O vice-presidente do Superior Tribunal de Justiça, Edson Vidigal, defendeu o uso de videoconferência no depoimento de presos durante o processo. Para ele, o Poder Judiciário não faz o uso adequado da informática dentro de suas próprias fronteiras, entre suas próprias repartições, apesar de toda modernização desses recursos tecnológicos.

Vidigal analisou: "O engraçado é que aqui no Brasil tem muita gente reagindo porque alguns juízes querem que o interrogatório de presos seja feito na sua presença, com o detento sendo levado de carro, em meio ao trânsito congestionado, sem tanta segurança e sujeito a ser arrebatado por um dos grupos criminosos a favor ou contra ele. Isso sem falar no dinheiro que se gasta, no tempo que se perde ou na morosidade do processo".

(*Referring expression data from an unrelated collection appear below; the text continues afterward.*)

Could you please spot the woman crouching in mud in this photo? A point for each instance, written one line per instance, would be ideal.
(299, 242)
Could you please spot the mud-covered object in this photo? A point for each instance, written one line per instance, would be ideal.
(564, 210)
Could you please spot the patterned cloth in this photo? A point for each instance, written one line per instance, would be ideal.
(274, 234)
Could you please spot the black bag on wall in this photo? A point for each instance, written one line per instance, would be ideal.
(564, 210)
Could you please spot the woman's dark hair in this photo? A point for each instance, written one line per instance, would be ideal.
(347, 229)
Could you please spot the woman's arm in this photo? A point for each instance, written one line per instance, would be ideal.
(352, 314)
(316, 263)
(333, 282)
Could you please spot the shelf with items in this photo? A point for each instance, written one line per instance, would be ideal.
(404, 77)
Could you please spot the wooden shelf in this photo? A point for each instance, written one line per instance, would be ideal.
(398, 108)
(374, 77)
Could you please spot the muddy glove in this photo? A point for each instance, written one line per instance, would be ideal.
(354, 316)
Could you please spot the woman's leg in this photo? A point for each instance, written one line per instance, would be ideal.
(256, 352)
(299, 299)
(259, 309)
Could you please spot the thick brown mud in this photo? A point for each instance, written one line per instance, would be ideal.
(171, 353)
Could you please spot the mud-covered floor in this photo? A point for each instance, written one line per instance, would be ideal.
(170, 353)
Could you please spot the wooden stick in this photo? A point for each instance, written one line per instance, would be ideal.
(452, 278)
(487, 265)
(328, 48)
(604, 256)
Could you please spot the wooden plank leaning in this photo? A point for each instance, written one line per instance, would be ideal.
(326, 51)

O ministro frisou que "isso tudo poderia ser feito através de videoconferência, com o juiz no foro e o preso na penitenciária". Vidigal não admite o argumento de que, com a videoconferência, o preso possa estar respondendo sob coação.

"Há sempre alguém operando a câmera e o depoimento pode ser acompanhado por um defensor público lotado no presídio. O que se quer é não mudar o Poder Judiciário, que tudo continue como está, essa mesma malemolência, esse mesmo retardo, esse atraso mental, esse país na miséria, com suas instituições enfraquecidas. E quando se enfraquece uma instituição democrática, o que se quer é tirar proveito, ganhar dinheiro de forma escusa", finalizou. (STJ)

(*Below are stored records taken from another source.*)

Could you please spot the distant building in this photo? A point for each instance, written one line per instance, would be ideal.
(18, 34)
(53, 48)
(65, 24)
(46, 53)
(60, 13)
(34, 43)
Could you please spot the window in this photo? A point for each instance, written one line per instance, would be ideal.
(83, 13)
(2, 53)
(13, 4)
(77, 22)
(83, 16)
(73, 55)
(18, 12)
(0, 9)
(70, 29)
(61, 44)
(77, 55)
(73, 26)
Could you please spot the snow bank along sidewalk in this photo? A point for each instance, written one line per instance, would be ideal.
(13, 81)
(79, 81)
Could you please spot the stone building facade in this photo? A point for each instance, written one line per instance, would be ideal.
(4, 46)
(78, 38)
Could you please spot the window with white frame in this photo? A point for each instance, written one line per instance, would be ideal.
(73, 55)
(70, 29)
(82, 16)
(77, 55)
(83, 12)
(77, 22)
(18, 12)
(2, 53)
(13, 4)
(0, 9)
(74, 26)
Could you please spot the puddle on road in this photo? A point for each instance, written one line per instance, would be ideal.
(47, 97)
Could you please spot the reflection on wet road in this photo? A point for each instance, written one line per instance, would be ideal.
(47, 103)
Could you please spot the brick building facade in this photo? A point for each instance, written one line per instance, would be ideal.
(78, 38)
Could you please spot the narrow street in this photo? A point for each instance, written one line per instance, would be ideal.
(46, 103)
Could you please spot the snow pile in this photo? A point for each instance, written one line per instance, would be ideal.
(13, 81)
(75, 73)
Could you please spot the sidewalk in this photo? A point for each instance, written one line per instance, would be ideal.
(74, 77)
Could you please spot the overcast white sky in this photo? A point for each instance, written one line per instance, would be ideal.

Revista Consultor Jurídico, 5 de fevereiro de 2004, 13h15

Comentários de leitores

2 comentários

Estou com o Sr. Ministro. Também sou favorável ...

Antonio Fernandes Neto (Advogado Associado a Escritório - Empresarial)

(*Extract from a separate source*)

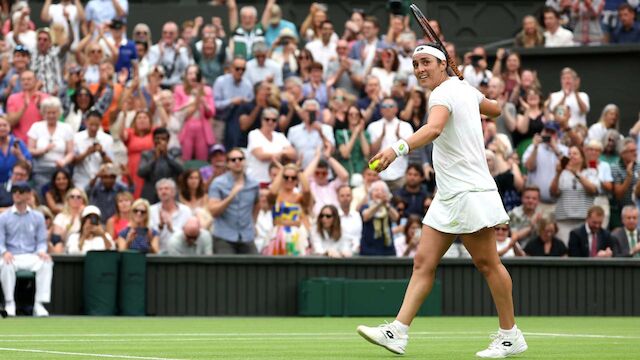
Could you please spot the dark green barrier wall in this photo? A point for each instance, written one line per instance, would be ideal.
(246, 286)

Estou com o Sr. Ministro. Também sou favorável à oitiva do preso através de video-conferência. Economiza transporte, não há adiamento da audiência por faltar a presença do preso (o que acontece amiúde em São Paulo) que não foi "recolhido" por falta de escolta ou veículo para seu transporte. NÃO HAVENDO NECESSIDADE DE ESCOLTA, OS POLICIAIS MILITARES CUMPRIRÃO COM O SEU MISTER, ou seja, FAZER RONDAS NAS RUAS, o que NÃO EXISTE NO CAMPO BELO, aqui em São Paulo. Duas ruas do bairro, Açatunga e Barão do Rego Barros, têm alta incidência de assaltos à pessoa, "sequestros relâmpagos", furtos e roubos de veículos e de residências, de manhã, de tarde e de noite. As polícias, tanto a civil quanto a militar, têm amplo conhecimento disso, mas não se vê um policial sequer nesses locais. Será que os moradores desses logradouros terão de formar milícias para se protegerem, já que a "polícia" inexiste nesses locais, apesar de o bairro ter uma Delegacia e um Posto Policial Militar 24 horas, instalado no terreno do Corpo de Bombeiros local e um "quartel" na Rua República do Iraque? Parece que sim, não é, srs. delegados e comandantes militares???

Vivemos num momento de intensas contradições......

Marcelo Antonio Alves ()

Vivemos num momento de intensas contradições... Enquanto o Judiciário paulista ainda controla seus processo fazendo uso de fichas de papel, outros querem usar videoconferência.